Eric Dejaeger, fidèle à son penchant pour la littérature trash qu’il a notamment révélé dans l’écriture des deux livres consacrés à la vie du Commissaire Maigros, « La Saga Maigros » et « Maigros se marie », Un penchant qui évoque un autre commissaire, San Antonio, et plus encore son fidèle et si peu délicat lieutenant, Bérurier. Dans ce recueil Eric explore le champ lexical que chacun n’appréciera pas forcément, d’aucuns trouveront ça gras, sale, pornographique, libidineux, scandaleux, pervers, grivois, etc…, la liste pourrait être longue, la langue française est très riche pour dire le sale, le choquant, le scandaleux, l’inconvenant, le gras …

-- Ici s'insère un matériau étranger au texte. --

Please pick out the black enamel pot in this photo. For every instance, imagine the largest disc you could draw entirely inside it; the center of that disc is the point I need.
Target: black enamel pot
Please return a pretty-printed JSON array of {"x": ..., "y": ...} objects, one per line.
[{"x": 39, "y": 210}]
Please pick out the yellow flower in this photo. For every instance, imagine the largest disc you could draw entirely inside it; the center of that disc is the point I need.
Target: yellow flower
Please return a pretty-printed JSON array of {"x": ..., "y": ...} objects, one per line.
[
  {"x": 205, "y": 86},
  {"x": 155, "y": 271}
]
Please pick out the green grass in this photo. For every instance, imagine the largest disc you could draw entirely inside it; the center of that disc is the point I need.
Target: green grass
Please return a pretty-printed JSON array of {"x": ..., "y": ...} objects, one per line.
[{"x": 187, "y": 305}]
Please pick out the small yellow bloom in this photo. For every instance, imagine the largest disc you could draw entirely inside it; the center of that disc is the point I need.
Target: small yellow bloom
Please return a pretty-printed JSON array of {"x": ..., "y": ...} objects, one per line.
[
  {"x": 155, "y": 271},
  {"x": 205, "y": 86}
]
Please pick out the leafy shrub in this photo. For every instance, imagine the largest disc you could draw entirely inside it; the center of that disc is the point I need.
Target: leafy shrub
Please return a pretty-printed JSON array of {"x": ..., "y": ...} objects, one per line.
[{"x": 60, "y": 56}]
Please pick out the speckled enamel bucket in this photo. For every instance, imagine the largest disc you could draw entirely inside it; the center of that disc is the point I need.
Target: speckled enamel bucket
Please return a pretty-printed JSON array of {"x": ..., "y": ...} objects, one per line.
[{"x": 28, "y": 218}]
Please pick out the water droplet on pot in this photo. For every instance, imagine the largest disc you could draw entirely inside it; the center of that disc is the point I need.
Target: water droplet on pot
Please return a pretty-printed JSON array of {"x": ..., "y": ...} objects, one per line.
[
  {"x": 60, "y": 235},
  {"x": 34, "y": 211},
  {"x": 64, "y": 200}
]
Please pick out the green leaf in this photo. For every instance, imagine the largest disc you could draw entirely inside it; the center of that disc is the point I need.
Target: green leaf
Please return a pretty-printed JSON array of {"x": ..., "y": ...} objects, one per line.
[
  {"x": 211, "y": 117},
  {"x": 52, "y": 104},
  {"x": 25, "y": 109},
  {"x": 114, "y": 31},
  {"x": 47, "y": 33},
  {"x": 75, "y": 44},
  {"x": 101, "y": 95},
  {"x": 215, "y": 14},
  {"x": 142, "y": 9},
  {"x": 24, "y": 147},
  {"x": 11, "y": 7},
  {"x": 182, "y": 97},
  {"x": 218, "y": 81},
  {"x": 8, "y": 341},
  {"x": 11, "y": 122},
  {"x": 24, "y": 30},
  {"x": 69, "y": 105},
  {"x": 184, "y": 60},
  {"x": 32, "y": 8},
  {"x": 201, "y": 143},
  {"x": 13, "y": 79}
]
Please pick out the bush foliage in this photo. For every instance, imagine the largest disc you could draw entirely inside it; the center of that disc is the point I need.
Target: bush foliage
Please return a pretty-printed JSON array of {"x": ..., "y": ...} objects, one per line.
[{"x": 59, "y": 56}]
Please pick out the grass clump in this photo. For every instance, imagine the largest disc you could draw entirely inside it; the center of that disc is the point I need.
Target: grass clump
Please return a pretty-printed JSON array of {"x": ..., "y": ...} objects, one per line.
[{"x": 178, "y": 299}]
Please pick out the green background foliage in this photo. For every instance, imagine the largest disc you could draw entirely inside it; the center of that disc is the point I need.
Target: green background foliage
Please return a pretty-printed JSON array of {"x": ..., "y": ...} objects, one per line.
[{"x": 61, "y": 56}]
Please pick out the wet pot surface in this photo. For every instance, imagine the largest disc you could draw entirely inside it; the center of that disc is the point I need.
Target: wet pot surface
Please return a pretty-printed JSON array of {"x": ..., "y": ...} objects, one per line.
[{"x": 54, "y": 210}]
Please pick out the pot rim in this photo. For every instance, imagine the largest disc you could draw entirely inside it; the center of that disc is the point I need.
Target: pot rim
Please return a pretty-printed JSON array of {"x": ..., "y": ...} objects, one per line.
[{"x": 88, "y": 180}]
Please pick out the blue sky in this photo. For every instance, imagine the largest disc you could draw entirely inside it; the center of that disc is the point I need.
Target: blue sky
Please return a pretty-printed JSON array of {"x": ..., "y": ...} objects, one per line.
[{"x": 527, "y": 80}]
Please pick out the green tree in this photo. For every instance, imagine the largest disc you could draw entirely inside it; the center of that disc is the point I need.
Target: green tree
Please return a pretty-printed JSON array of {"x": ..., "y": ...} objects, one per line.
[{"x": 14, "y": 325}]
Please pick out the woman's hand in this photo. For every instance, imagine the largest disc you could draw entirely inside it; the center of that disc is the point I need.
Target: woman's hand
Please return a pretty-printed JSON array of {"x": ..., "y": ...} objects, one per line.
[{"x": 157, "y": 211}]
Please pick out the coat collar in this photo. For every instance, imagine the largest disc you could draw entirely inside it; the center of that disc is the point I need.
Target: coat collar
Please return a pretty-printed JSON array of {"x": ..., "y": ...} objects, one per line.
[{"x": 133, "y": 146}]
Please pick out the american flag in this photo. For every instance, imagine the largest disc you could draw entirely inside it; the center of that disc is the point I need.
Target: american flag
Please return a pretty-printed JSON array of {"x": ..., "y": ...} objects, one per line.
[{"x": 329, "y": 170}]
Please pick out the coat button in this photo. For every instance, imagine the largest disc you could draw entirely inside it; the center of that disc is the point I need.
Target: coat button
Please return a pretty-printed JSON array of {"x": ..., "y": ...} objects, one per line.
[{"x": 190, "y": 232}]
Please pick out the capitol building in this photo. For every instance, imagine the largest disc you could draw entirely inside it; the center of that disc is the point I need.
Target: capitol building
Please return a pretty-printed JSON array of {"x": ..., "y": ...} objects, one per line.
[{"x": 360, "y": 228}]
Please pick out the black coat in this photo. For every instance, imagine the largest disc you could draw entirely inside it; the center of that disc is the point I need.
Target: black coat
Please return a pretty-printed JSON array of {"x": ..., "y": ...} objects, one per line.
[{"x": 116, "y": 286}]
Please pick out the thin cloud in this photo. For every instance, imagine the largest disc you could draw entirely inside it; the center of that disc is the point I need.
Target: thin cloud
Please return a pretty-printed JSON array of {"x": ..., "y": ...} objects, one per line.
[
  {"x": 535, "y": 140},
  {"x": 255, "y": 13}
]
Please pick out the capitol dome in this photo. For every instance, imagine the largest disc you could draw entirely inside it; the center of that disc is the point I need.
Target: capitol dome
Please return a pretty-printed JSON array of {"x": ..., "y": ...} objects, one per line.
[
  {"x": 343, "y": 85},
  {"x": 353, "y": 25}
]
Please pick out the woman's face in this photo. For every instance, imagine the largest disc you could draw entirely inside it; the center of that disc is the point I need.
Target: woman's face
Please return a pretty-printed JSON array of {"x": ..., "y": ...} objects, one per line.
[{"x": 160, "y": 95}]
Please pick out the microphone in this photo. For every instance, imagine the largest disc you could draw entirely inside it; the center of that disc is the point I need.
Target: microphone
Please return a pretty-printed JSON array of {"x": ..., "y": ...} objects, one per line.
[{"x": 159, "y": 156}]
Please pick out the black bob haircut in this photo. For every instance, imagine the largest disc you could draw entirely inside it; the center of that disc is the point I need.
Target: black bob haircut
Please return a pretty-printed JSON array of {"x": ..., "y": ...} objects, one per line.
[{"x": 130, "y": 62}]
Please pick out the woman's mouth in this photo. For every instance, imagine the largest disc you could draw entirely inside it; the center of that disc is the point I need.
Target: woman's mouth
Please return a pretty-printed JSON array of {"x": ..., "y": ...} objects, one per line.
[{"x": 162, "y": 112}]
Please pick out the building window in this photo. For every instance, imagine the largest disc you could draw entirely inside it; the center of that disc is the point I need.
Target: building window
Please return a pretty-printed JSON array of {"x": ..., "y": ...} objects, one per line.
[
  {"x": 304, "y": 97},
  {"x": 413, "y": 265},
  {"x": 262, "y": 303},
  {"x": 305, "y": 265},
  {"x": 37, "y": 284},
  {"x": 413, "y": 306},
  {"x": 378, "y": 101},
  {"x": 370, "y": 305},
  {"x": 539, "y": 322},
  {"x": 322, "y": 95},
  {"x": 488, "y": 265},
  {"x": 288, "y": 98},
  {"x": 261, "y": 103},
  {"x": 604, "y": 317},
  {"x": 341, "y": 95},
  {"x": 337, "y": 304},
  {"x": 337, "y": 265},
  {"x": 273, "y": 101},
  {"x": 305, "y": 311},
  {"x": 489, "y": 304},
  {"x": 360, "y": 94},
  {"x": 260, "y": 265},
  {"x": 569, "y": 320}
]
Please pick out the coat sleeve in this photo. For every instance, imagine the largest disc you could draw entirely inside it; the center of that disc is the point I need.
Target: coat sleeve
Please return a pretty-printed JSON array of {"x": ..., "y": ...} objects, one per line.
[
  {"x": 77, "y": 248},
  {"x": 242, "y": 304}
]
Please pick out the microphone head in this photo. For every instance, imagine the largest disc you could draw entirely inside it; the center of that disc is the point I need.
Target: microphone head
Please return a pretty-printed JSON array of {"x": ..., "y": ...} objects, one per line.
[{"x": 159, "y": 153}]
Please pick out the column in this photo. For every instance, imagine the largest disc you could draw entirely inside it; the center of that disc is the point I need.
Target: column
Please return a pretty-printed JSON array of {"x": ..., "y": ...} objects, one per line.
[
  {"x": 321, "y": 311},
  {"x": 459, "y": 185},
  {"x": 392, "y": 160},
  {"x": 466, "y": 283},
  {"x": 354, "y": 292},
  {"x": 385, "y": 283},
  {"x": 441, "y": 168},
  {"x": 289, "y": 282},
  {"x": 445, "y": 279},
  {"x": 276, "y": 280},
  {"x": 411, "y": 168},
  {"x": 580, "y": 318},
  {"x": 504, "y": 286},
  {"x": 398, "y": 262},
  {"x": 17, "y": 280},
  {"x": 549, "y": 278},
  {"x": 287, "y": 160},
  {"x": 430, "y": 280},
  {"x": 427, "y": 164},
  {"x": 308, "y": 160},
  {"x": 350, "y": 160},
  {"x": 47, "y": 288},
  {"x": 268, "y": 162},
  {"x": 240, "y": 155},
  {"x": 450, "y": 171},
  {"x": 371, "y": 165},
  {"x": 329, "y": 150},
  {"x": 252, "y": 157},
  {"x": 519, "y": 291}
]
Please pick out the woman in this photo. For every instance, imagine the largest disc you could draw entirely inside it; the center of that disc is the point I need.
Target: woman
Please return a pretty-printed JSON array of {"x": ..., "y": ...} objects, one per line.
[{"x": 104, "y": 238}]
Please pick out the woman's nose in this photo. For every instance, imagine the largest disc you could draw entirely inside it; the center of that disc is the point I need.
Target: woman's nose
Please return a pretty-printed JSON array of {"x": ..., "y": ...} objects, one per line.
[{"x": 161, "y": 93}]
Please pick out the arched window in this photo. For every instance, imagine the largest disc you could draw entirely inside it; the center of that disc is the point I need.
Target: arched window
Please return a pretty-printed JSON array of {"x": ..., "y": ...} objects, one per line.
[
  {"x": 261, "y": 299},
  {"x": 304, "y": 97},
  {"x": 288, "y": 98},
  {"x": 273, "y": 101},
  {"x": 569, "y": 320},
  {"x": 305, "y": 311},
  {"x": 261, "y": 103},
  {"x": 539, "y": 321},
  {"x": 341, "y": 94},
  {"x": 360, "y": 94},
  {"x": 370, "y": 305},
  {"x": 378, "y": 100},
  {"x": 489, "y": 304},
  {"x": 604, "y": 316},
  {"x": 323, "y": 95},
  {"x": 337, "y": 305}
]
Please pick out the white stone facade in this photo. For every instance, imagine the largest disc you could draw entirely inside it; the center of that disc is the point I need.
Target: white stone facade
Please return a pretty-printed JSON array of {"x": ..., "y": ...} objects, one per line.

J’entends déjà tous les reproches et les cris d’orfraies que ce recueil provoquera mais, après tout, ce vocabulaire, ce genre, ce monde, l’envers du décor, l’envers de la belle langue, a droit aussi d’exister dans le monde des lettres et Eric sait très si bien les dire et les écrire. Pour ceux qui ne me suivrais pas dans cet avis, je ne leur proposerais que ces quelques mots de Rabelais, ils sont « tellement désireux…, de sauvegarder l’harmonie et la bienveillante complicité des « buveurs » qu’il a parallèlement exclu tous les trouble-fête, tous les « agelastes » et autres « caphards », « cagots » et « malagots » de profession ». Ainsi entre gens de bonne société nous pourrons rire et ripailler jusqu’à plus soif !
Mais ne nous égarons pas, derrière toute cette grossièreté se cache une vraie réflexion sur le monde d’aujourd’hui et son dysfonctionnement.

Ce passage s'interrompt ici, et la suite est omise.